Resistance Training is based around a few simple principles. One of the key principles is Progressive Overload.

Progressive overload means increasing the challenge on your body as time goes by. It’s generally thought of as being able to lift more weight or do more reps at a given weight, but there are other ways to increase the challenge, as we will discuss below.

Think about the story of Milo of Croton. The legend goes that, as a young boy he had a small calf, which he would carry on his shoulders. As he got used to carrying the calf, his strength grew, as did the calf. Milo grew to be an incredibly strong man who would carry his, by now, huge bull on his shoulders. That’s progressive overload!

Progress doesn’t have to be every single session (you’ll have good days, average days and bad days), but as long as you’re progressing week by week, month by month, year by year – that’s how you build muscle and get stronger.
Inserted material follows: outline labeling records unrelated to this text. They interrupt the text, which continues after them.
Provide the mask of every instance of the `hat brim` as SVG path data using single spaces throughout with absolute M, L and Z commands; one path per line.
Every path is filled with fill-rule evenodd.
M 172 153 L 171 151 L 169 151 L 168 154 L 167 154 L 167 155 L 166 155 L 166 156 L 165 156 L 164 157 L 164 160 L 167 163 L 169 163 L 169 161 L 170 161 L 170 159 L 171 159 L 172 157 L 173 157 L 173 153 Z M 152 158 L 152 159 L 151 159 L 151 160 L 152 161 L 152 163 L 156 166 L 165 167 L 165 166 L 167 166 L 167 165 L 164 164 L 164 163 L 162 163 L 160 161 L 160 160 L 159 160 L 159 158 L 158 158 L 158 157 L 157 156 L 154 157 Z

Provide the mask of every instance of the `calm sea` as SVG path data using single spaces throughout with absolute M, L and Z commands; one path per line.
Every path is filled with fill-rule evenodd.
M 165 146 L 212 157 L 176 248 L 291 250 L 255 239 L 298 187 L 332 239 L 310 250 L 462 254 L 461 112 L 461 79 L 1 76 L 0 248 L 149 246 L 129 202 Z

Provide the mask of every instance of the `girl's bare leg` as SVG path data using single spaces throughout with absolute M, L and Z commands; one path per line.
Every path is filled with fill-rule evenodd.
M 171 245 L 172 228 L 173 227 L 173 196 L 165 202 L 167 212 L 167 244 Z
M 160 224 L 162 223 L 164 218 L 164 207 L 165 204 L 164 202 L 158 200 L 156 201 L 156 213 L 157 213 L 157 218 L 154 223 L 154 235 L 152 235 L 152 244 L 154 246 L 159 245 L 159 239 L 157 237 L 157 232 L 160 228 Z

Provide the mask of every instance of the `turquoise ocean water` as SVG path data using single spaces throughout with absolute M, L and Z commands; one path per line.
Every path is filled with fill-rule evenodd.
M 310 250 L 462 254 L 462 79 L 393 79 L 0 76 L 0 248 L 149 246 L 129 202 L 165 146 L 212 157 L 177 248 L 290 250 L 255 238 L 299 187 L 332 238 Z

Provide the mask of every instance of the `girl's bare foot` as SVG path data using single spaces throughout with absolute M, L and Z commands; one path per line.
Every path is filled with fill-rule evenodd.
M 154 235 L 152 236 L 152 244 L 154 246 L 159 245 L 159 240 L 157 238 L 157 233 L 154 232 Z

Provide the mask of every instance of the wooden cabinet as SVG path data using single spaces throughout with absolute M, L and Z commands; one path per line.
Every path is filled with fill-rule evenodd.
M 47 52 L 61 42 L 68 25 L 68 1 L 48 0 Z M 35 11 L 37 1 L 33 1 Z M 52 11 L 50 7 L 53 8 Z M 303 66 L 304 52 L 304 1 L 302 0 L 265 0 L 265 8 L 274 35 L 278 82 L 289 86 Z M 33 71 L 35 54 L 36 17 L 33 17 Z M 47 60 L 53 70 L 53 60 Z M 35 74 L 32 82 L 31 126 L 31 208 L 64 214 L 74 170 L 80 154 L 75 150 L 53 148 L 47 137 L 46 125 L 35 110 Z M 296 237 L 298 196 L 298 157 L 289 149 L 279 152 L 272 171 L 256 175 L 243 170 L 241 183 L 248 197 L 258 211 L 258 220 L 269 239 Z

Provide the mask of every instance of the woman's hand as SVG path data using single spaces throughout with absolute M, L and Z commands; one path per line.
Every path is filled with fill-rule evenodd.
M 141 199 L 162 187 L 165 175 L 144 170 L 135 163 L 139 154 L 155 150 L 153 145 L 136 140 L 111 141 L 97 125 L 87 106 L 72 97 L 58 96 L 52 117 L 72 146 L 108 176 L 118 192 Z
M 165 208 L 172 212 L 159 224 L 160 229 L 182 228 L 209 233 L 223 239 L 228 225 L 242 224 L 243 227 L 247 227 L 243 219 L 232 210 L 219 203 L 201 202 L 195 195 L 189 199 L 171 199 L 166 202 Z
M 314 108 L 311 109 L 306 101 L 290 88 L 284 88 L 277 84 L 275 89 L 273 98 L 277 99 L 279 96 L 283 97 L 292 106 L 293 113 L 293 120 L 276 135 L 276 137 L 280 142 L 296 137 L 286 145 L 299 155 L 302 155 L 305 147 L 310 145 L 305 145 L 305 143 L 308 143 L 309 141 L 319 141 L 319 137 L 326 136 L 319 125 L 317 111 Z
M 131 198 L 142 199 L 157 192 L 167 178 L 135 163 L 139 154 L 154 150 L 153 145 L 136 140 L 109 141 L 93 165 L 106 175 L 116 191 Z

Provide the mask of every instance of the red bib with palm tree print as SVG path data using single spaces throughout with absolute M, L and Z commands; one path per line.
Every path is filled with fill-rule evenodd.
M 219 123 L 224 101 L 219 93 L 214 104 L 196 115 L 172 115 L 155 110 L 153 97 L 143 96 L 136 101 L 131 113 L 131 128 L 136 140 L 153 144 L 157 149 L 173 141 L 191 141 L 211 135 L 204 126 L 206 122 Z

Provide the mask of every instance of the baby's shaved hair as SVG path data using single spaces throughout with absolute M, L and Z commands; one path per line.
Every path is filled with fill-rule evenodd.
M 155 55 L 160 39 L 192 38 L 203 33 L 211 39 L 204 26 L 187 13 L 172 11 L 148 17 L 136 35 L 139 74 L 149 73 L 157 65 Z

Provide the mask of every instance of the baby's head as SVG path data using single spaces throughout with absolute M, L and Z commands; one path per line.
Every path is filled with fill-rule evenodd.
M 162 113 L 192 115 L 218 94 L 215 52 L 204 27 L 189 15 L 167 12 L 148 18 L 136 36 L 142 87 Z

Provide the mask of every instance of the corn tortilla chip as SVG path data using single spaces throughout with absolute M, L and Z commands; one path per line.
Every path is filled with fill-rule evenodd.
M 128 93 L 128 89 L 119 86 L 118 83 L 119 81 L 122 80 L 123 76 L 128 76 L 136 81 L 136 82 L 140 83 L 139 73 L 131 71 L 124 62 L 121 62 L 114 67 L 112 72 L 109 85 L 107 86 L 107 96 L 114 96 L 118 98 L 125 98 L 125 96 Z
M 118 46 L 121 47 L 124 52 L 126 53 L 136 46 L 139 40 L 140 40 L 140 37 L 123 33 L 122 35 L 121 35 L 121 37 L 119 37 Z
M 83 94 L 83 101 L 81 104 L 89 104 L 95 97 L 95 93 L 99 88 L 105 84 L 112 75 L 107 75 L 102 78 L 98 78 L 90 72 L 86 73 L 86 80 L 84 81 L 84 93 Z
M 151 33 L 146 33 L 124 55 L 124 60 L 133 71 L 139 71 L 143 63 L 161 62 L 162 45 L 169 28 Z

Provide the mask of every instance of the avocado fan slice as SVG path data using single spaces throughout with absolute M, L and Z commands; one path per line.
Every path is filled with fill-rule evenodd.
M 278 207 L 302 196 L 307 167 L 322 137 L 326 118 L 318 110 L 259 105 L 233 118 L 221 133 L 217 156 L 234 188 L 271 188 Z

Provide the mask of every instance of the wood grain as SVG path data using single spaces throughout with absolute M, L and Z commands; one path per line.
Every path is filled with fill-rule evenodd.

Here are some examples of progressions

  • Lifting 40kg when you could only do 35kg previously.
  • Doing 10 reps when you could only do 7.
  • Being able to do 5 sets of 8 reps at 50kg, when you would previously tire after three sets.
  • Lifting the same weight and reps but with better form and more control.
  • Needing less rest between sets with the same weight and reps.
  • Being able to do a movement you couldn’t do before – for example, pull ups, press ups, overhead squats etc.

One of the key things I’ll be helping you to do over the few weeks and months is to carefully manage progressive overload to ensure a safe but steady progression in strength, technique, endurance, mobility and musculature.